My conclusion is pessimistic, and the prospect of a two-state solution is being destroyed. Instead, we are allowing a new, brutal apartheid regime to be created with the Palestinians being confined to ghettoes and used as cheap labour by the settlers. The Hamas takeover in Gaza is not the cause of the problem, but the consequence of it. The refusal of the UK and the EU to provide aid to the Palestinian Authority following the Hamas election victory has helped to create the problem. The arming of Fatah by US and Israeli forces to enable it to fight Hamas in Gaza made the takeover inevitable. Now it seems that efforts are to be made to offer money and inducements to President Abbas to accept the monstrous ghettoes as the promised Palestinian state. As Uri Avnery, the great Israeli peace campaigner, said, they want him to act as a quisling, and that will not bring peace.

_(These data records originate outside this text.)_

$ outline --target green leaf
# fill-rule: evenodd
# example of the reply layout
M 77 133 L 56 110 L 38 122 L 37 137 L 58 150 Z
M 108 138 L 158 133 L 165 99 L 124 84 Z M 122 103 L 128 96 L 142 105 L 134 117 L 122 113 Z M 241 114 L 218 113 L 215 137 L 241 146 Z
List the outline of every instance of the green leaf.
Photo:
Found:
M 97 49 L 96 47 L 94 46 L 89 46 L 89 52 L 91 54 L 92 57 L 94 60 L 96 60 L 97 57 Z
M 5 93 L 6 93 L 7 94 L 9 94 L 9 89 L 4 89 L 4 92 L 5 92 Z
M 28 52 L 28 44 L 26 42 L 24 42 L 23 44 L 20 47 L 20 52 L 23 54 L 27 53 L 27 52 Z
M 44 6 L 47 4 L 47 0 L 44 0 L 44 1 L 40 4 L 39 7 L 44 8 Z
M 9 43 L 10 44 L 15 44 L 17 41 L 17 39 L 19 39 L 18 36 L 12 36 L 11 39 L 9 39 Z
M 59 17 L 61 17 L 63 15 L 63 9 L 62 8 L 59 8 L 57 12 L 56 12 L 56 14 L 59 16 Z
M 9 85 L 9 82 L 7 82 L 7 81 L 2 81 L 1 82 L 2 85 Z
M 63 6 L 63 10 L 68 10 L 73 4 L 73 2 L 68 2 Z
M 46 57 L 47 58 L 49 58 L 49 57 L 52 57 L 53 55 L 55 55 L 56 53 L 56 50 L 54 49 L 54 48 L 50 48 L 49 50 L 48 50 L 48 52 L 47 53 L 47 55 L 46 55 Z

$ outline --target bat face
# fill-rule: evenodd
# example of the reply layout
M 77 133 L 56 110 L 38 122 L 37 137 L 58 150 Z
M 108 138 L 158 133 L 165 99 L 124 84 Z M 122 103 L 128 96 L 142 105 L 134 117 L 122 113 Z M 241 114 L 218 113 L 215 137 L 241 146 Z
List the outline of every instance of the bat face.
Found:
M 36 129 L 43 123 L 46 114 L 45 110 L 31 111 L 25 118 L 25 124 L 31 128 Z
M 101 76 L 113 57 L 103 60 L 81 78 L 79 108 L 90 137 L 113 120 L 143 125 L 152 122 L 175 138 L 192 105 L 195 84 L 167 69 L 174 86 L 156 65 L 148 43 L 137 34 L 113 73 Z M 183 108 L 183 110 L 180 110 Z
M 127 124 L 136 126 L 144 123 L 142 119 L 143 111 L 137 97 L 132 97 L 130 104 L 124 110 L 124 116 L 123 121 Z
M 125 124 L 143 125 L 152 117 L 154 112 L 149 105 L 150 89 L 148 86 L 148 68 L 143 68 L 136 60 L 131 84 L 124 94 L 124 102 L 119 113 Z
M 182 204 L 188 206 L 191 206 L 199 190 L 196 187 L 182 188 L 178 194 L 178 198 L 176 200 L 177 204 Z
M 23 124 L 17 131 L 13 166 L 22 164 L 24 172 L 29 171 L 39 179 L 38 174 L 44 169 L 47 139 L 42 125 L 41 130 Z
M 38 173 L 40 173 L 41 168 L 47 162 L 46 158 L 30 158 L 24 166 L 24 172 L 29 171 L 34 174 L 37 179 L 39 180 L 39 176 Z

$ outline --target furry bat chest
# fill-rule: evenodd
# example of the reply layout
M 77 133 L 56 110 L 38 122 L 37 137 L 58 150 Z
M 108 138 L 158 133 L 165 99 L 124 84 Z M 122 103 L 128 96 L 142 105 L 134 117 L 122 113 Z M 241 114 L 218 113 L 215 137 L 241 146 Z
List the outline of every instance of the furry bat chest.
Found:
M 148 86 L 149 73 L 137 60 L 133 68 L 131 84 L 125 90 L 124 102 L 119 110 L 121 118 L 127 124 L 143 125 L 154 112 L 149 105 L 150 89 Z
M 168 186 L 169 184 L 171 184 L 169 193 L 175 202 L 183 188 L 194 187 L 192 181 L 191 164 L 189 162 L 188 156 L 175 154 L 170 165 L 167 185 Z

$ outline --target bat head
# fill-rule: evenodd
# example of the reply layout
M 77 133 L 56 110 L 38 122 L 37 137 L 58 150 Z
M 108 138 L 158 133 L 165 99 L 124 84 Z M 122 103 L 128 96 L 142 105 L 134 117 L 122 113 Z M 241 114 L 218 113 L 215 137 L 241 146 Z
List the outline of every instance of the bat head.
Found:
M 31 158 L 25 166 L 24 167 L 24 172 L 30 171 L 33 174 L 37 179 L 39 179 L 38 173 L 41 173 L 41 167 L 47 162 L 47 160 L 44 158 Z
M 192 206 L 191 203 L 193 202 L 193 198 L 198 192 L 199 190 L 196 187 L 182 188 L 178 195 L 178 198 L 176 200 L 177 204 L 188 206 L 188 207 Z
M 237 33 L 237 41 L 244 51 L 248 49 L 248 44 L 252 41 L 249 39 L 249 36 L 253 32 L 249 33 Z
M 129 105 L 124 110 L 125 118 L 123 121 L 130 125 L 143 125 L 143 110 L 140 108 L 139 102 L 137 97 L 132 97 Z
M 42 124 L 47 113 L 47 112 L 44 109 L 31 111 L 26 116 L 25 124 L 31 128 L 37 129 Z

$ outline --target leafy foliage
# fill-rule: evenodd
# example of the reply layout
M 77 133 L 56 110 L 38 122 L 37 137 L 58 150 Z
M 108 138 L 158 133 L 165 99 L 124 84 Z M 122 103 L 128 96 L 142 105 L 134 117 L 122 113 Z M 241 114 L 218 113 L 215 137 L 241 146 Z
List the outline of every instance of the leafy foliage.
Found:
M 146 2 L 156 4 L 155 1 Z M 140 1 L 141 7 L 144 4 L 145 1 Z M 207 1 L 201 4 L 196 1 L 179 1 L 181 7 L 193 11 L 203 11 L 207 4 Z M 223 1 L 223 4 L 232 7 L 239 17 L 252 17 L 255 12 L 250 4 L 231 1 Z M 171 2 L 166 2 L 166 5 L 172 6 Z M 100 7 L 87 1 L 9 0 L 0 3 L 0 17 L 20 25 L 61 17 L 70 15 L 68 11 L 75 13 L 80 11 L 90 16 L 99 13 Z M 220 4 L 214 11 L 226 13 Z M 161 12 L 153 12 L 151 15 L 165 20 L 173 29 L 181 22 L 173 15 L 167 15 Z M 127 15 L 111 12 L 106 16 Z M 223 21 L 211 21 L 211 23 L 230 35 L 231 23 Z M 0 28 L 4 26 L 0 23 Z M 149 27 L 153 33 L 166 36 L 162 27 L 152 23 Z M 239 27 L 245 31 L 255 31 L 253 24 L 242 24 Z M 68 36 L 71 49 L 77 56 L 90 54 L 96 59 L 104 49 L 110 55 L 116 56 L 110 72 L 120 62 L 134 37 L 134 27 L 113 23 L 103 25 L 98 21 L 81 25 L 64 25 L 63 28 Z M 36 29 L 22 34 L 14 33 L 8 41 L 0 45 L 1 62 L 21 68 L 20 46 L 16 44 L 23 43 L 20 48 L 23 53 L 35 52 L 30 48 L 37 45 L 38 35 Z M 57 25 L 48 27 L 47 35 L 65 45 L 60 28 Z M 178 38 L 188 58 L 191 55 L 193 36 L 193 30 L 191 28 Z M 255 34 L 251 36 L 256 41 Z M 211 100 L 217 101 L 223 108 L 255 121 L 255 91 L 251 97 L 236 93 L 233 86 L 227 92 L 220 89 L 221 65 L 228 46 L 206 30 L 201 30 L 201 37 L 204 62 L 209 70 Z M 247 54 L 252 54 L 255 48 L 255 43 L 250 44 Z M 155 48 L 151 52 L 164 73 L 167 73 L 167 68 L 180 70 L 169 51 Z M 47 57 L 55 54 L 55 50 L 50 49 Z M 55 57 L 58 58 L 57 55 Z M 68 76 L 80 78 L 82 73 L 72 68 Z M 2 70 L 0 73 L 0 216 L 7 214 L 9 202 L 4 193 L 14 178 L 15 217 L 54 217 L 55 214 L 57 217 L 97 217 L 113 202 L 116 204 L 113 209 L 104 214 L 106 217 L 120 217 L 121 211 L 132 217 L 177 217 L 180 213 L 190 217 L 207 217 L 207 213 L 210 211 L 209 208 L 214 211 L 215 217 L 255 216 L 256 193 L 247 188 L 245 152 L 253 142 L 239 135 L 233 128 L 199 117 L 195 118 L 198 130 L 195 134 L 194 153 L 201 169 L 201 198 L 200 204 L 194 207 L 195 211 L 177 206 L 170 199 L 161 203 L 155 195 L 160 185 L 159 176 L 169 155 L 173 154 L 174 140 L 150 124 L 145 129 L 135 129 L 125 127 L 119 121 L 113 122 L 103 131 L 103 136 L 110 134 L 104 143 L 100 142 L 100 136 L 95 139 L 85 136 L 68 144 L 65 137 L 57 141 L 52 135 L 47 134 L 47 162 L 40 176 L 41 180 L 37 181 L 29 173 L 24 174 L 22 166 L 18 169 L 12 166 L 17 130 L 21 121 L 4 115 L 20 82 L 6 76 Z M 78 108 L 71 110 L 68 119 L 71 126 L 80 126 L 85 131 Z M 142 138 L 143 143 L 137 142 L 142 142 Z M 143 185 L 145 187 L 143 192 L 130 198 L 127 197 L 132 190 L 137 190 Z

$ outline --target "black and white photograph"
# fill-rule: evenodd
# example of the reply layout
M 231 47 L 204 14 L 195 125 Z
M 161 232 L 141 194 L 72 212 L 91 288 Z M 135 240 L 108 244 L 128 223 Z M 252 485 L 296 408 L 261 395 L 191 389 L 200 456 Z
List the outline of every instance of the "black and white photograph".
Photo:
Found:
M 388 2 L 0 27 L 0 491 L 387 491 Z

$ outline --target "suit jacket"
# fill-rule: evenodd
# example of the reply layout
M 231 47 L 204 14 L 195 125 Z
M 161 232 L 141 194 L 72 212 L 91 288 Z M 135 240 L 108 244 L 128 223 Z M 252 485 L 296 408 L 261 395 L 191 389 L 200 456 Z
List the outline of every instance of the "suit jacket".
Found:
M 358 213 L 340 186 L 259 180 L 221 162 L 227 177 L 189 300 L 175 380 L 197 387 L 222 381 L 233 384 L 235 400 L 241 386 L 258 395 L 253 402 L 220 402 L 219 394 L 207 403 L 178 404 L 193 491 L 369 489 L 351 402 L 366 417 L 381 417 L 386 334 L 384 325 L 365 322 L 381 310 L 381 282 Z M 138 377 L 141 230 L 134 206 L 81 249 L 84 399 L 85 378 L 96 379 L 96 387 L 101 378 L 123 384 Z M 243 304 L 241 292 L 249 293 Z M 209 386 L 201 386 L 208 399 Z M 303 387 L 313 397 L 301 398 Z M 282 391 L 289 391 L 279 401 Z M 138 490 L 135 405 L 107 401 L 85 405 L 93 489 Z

In conclusion, the situation in the Palestinian territories is deeply distressing and depressing, and the Government and the EU are colluding in that oppression and the building of a new apartheid regime. In particular, Israel has privileged access to the EU market under a trade treaty that, like all EU trade treaties, contains human rights conditions. I hope that the Minister will explain why those conditions are not invoked to insist on Israeli compliance with international law. That is a big lever, and Israel would be frightened of losing access to the EU market. I wish that we would make use of that for everyone's benefit.

I fear continuing bloodshed and suffering, and further destabilisation of the middle east. The situation in Iraq, Lebanon and the Palestinian territories is fuelling the anger of the Muslim world, which is acting as a recruiting sergeant for the ugly ideology of Osama bin Laden and those who advocate similar ideas.

It is in the interests of the people of Israel, the Palestinians and the wider middle east that there should be a two-state solution to bring an end to the Israeli-Palestinian conflict, but that possibility is being thrown away by Israel, which is determined constantly to expand its borders in total breach of international law. The UK and the EU are, sadly, colluding in that, and the consequences are causing terrible suffering, and endangering the future. I truly hope that our new Prime Minister will reconsider that policy, and that the Opposition parties will reconsider and bring pressure to bear to bring the situation back from the brink and to ensure that the centrepiece of UK policy is a just peace and Israeli compliance with international law.